Setelah ikut Syubban manggung, aku dan Nasha masih menginap di hotel yang sama dengan hotel yang digunakan Syubban bermalam. Masih di kamar yang sama. Kamar lantai dua, berhadapan langsung dengan sebuah bukit kecil di pinggir pantai.
Aku menyiapkan tempat di balkon untuk kami berdua. Balkon yang cukup luas dan hanya ada kami. Dua kursi berada di antara satu meja. Kursi yang saling berhadapan, dan kami yang menempati.
Kursi ini terbuat dari rotan, begitu pula mejanya. Setiap kali diduduki, maka terdengar suara decitan sedikit. Itulah yang mengundang tawa di antara kami.
Aku mengambil sebuah kantong plastik di bawah meja. Nasha memperhatikan baik-baik dengan wajah keheranan.
"Pengen tau, ya?" tanyaku menggoda. Nasha seketika memalingkan wajah.
Aku sengaja tidak segera membuka dan mengeluarkan apa saja isinya, untuk memancing Nasha agar tetap penasaran. Berkali-kali aku berlagak melihat isinya tanpa mengeluarkan, membuat Nasha berkali-kali menoleh tapi selalu aku tepergok.
Aku tertawa. "Kalau mau tau jangan gengsi begitu."
Nasha tetap membuang muka dengan wajah santai. Aku geleng-geleng. Kemudian mengeluarkan semua isinya agar Nasha berhenti membuang muka.
Dan benar saja, Nasha seketika menoleh.
Terdapat satu kotak lilin, korek api gas, dan sebuah novel. Novel itu merupakan novel perdanaku, karena setelah bertahun-tahun menunggu, akhirnya naskahku ada yang terbit juga.
Nasha meraih novel itu dan membacanya. "Ini novel siapa?"
Aku meraih lilin dan korek api gas, lalu menyalakan lilin tersebut dan meletakkan di lampu minyak yang kebetulan ada di samping kursiku.
"Kamu mau? Ambil aja," jawabku seraya meletakkan lampu minyak di tengah meja.
"Wah, boleh, kah? Terima kasih!" Nasha langsung memeluk novel itu. Aku mengulum senyum.

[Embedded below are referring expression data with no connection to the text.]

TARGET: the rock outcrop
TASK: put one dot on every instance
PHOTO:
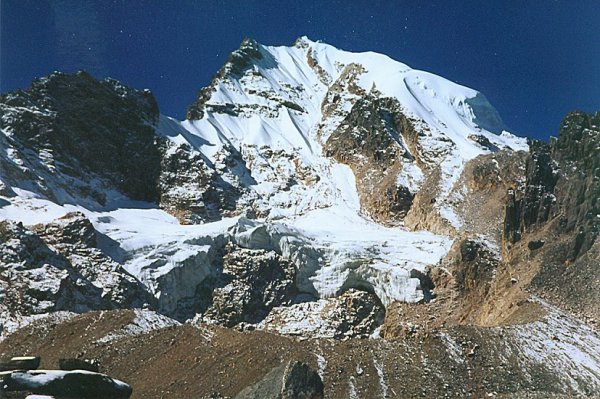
(59, 383)
(57, 266)
(84, 129)
(296, 380)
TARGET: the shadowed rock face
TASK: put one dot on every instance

Di sekitar kami tidak ada penerangan. Sebenarnya ada, tapi aku padamkan supaya rencanaku tidak gagal. Lagipula, lampu minyak bisa menghangatkan tubuh selama berhadapan dengan pantai.
"Aku nggak dipeluk?" tanyaku dengan nada ngambek.

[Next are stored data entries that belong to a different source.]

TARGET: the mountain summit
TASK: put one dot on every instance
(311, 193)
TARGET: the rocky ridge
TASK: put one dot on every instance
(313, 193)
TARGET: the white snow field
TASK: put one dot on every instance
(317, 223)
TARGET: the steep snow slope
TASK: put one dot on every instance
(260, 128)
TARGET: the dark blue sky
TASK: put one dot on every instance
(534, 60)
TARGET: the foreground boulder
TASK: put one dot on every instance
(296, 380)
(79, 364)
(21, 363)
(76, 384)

Nasha menggeleng tegas. "Nggak mau!" Ia pun kembali memeluk novel itu.
"Novel itu novel perdana aku. Aku udah nunggu bertahun-tahun buat mikir gimana plot, alur, tema, dan semuanya sampai menjadi naskah. Karena aku trauma dengan pengalaman dulu yang setiap naskah aku ditolak sama penerbit. Alhasil, jadi bungkus tempe di warung sebelah."

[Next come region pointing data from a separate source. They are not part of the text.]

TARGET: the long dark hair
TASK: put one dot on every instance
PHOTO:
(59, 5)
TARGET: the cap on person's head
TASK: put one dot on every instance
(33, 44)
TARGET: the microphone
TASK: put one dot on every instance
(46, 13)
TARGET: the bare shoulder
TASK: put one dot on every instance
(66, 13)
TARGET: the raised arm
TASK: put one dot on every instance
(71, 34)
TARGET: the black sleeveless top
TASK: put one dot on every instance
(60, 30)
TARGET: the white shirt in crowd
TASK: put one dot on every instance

Nasha mengangguk paham. "Thank You, Es Jeyuk?" Nasha membaca judul novel itu heran.
Aku mengangguk. "Seperti kisah kita, bukan? Bertemu dari es jeyuk, sampai mau punya anak. Aku harus berterima kasih dengan es jeyuk milik Rozin untuk cintaku padamu."
Nasha tersenyum mendengarku.
"Aku paham, tidak semua ide yang baik harus anti-maenstream. Nyatanya, kisah non-fiksi pun bisa jadi novel bahkan diterbitkan."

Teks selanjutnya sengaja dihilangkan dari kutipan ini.